Pengelolaan pajak sektor pertambangan di Provinsi Banten mendapat perhatian dari Komisi Pemberantasan Korupsi (KPK). Institusi pengawas tindak pidana korupsi tersebut mendorong penguatan tata kelola pajak Mineral Bukan Logam dan Batuan (MBLB) beserta dengan opsennya agar potensi penerimaan daerah tidak bocor.

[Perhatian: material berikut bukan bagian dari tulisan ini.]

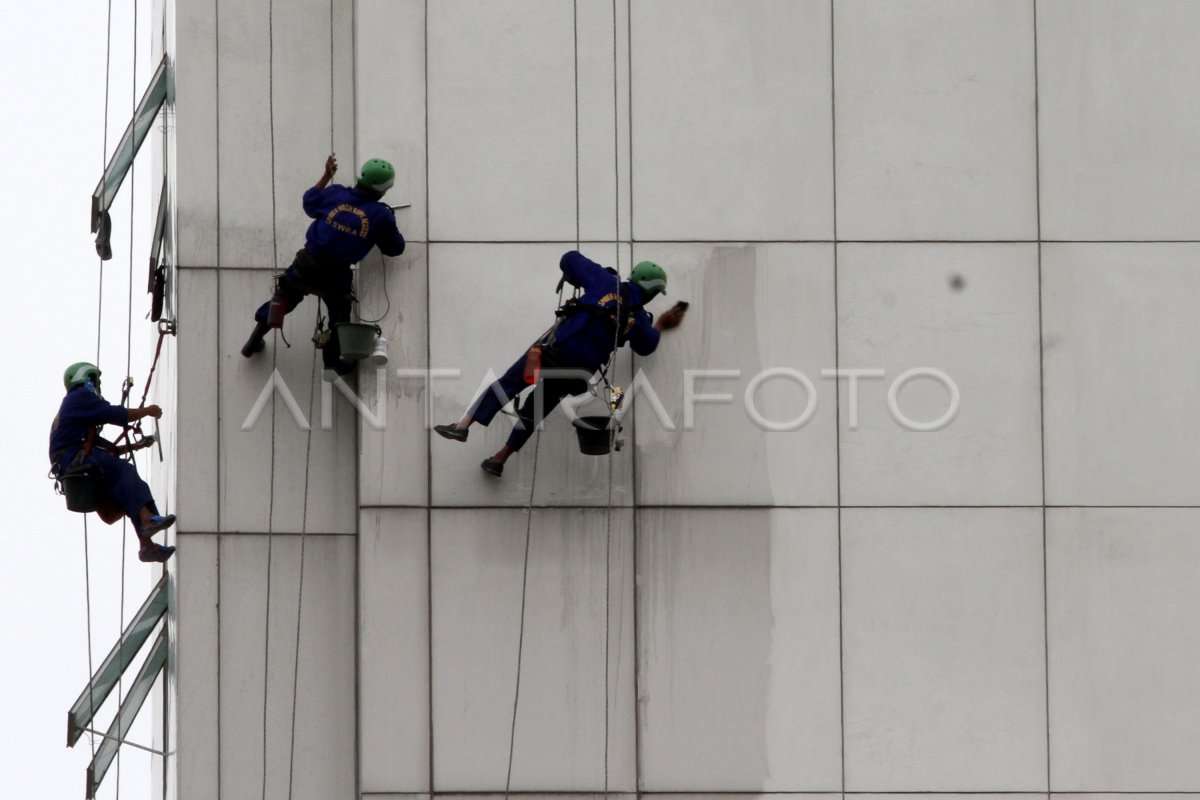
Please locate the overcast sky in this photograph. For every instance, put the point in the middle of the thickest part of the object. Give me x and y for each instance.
(53, 92)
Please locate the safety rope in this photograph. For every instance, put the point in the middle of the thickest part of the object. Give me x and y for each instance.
(100, 310)
(129, 360)
(275, 266)
(525, 582)
(612, 431)
(304, 533)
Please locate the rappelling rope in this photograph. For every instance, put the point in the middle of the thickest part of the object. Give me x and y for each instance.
(525, 581)
(270, 518)
(100, 310)
(129, 360)
(307, 462)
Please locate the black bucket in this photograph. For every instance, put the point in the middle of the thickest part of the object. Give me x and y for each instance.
(84, 489)
(594, 433)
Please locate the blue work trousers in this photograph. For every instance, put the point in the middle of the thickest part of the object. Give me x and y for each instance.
(125, 486)
(545, 397)
(335, 284)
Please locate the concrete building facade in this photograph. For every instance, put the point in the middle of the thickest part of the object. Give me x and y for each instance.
(780, 584)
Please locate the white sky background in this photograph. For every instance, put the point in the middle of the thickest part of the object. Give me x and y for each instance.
(53, 101)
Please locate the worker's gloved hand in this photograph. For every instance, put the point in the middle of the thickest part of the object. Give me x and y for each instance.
(149, 410)
(670, 318)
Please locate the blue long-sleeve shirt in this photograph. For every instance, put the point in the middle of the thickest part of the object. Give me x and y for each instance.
(585, 338)
(348, 223)
(81, 411)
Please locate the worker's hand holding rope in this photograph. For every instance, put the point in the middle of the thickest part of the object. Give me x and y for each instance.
(145, 410)
(670, 318)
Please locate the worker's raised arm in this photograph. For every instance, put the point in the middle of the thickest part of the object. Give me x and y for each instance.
(581, 271)
(328, 175)
(145, 410)
(312, 196)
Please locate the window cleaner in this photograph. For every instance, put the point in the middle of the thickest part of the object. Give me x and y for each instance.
(588, 331)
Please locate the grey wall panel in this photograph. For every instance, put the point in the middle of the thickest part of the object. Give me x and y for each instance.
(394, 464)
(303, 106)
(343, 59)
(245, 136)
(498, 172)
(945, 650)
(1117, 118)
(245, 492)
(738, 667)
(325, 681)
(478, 561)
(912, 120)
(390, 100)
(257, 715)
(312, 481)
(196, 132)
(601, 50)
(755, 308)
(193, 668)
(1123, 643)
(978, 308)
(394, 647)
(731, 120)
(1116, 317)
(196, 414)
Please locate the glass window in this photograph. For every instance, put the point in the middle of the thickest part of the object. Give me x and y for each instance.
(159, 92)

Direktur Koordinasi dan Supervisi (Korsup) Wilayah II KPK menyampaikan bahwa langkah ini penting untuk menjaga optimalisasi pendapatan daerah Banten. KPK menilai, tanpa perbaikan sistem dan pengawasan, penerimaan dari aktivitas pertambangan berisiko belum mampu mendukung kebutuhan belanja daerah, termasuk perbaikan infrastruktur yang terdampak tambang.

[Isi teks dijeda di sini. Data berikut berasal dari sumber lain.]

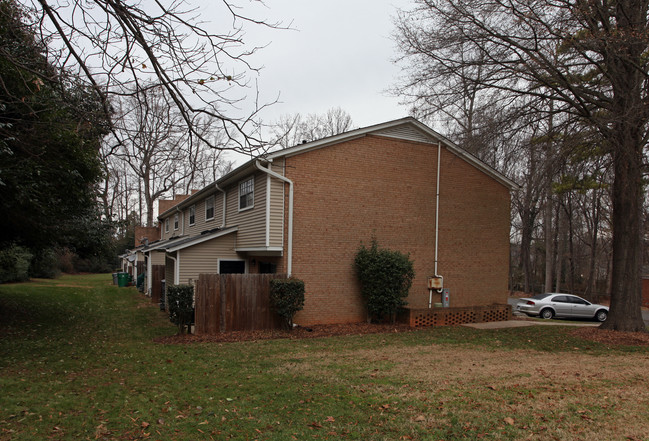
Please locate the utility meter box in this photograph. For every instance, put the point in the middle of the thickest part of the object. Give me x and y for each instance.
(446, 301)
(436, 283)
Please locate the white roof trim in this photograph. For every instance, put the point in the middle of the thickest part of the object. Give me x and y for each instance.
(259, 250)
(200, 239)
(377, 129)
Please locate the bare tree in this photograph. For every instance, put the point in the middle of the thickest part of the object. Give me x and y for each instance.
(588, 58)
(120, 47)
(157, 148)
(291, 130)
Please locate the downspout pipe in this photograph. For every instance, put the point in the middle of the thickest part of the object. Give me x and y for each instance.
(439, 157)
(224, 204)
(181, 218)
(289, 251)
(439, 166)
(176, 269)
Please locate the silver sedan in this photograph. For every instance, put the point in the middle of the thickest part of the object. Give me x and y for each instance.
(550, 305)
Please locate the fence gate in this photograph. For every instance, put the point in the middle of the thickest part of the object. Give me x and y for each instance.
(234, 302)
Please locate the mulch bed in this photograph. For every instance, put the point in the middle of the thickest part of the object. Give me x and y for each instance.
(315, 331)
(318, 331)
(613, 337)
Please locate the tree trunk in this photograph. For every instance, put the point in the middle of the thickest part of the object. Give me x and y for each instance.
(549, 241)
(626, 136)
(626, 295)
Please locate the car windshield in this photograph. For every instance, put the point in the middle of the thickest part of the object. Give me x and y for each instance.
(540, 296)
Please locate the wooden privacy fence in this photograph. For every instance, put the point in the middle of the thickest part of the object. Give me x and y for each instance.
(234, 302)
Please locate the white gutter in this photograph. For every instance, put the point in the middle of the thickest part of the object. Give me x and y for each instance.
(289, 246)
(224, 203)
(268, 210)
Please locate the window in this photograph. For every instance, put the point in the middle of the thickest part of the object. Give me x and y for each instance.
(209, 208)
(232, 266)
(247, 194)
(192, 215)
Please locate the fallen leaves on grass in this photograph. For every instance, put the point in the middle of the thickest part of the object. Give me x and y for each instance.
(315, 331)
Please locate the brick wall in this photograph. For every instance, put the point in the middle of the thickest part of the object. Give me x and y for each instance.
(385, 188)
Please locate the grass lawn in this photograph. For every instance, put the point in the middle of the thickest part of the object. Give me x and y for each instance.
(78, 362)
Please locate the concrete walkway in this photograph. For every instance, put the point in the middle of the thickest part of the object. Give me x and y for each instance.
(523, 323)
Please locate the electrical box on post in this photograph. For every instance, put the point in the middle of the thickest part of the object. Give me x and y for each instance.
(436, 283)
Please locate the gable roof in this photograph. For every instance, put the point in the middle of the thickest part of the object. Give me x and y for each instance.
(405, 128)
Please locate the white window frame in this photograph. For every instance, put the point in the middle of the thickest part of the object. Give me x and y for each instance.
(243, 183)
(213, 199)
(192, 214)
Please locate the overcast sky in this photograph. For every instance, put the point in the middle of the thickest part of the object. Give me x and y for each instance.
(338, 54)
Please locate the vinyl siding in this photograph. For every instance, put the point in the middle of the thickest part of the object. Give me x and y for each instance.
(157, 257)
(201, 224)
(251, 222)
(277, 207)
(204, 257)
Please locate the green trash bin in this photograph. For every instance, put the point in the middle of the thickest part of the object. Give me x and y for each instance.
(122, 279)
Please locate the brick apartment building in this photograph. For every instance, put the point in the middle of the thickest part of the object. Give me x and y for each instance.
(306, 210)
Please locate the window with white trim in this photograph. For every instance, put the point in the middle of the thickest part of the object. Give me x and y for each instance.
(247, 193)
(209, 208)
(192, 215)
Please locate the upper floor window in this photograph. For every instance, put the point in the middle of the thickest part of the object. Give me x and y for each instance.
(192, 215)
(247, 193)
(209, 208)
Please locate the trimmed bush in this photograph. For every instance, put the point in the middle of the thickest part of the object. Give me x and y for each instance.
(287, 298)
(14, 263)
(45, 264)
(180, 300)
(386, 277)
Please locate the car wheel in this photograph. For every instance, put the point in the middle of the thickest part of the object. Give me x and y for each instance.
(547, 313)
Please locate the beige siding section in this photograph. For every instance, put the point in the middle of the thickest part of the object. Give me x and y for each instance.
(201, 224)
(204, 257)
(169, 271)
(157, 257)
(277, 206)
(252, 222)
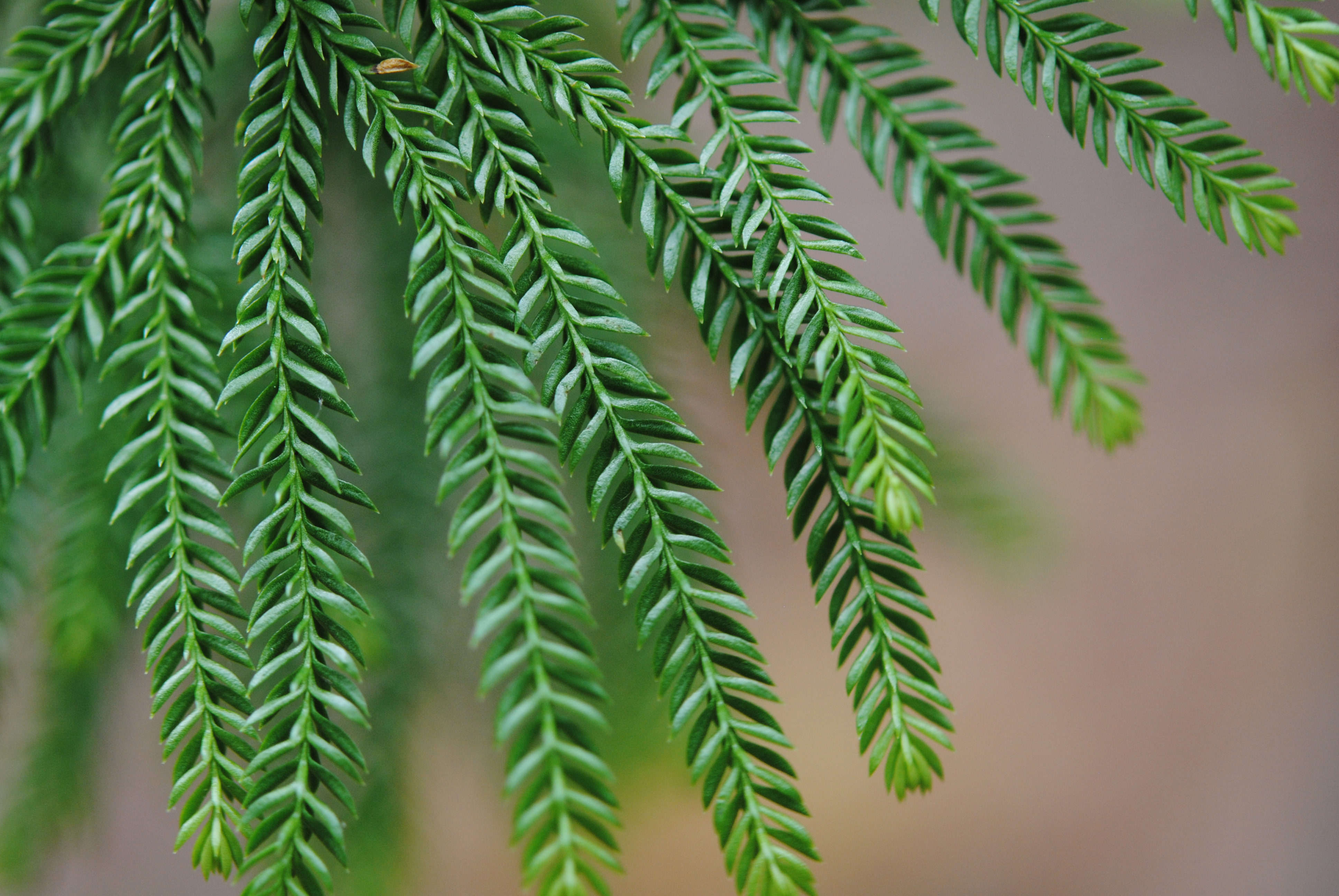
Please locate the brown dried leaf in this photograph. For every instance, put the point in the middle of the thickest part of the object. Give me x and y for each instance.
(393, 66)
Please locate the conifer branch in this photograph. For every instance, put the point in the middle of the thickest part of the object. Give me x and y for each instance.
(1279, 37)
(770, 361)
(602, 390)
(1147, 118)
(183, 586)
(310, 663)
(55, 65)
(1074, 352)
(875, 422)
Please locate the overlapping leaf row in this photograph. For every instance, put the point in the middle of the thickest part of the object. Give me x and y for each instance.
(304, 605)
(705, 657)
(183, 586)
(1076, 352)
(1295, 58)
(847, 532)
(481, 410)
(1145, 118)
(876, 422)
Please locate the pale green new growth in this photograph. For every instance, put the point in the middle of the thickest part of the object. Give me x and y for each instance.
(529, 367)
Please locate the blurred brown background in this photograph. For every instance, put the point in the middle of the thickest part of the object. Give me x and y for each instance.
(1145, 670)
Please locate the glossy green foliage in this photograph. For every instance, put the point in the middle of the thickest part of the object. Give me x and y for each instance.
(184, 591)
(1282, 38)
(528, 360)
(487, 421)
(1144, 121)
(62, 317)
(308, 669)
(971, 207)
(738, 284)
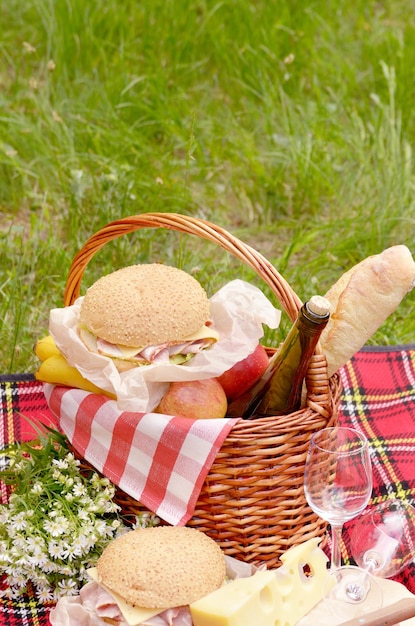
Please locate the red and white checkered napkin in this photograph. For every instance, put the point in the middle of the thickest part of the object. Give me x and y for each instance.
(159, 460)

Sementara itu, Sekretaris Daerah (Sekda) Pemerintah Provinsi (Pemprov) Banten menyampaikan bahwa aktivitas pertambangan tersebar di sejumlah daerah, antara lain Kabupaten Pandeglang, Lebak, Serang, dan Kota Cilegon. Kabupaten/kota tersebut didorong untuk mengoptimalkan pendapatan dari sektor pertambangan dengan memperkuat pengawasan serta penertiban izin usaha agar potensi penerimaan daerah dapat dimaksimalkan.
Optimalisasi pajak dapat ditempuh melalui penyesuaian tarif, peningkatan pengawasan, serta penegakan disiplin terhadap pelaku usaha yang melanggar izin. Pajak MBLB sendiri merupakan pungutan atas pengambilan objek-objek pajak yang tercantum dalam Pasal 71 Ayat (1) Undang-Undang (UU) tentang Hubungan Keuangan antara Pemerintah Pusat dan Pemerintah Daerah (HKPD) yang dipungut oleh pemerintah kabupaten/kota dengan tarif maksimal 20% dari nilai jual, sementara Pemprov berwenang mengenakan opsen hingga 25%.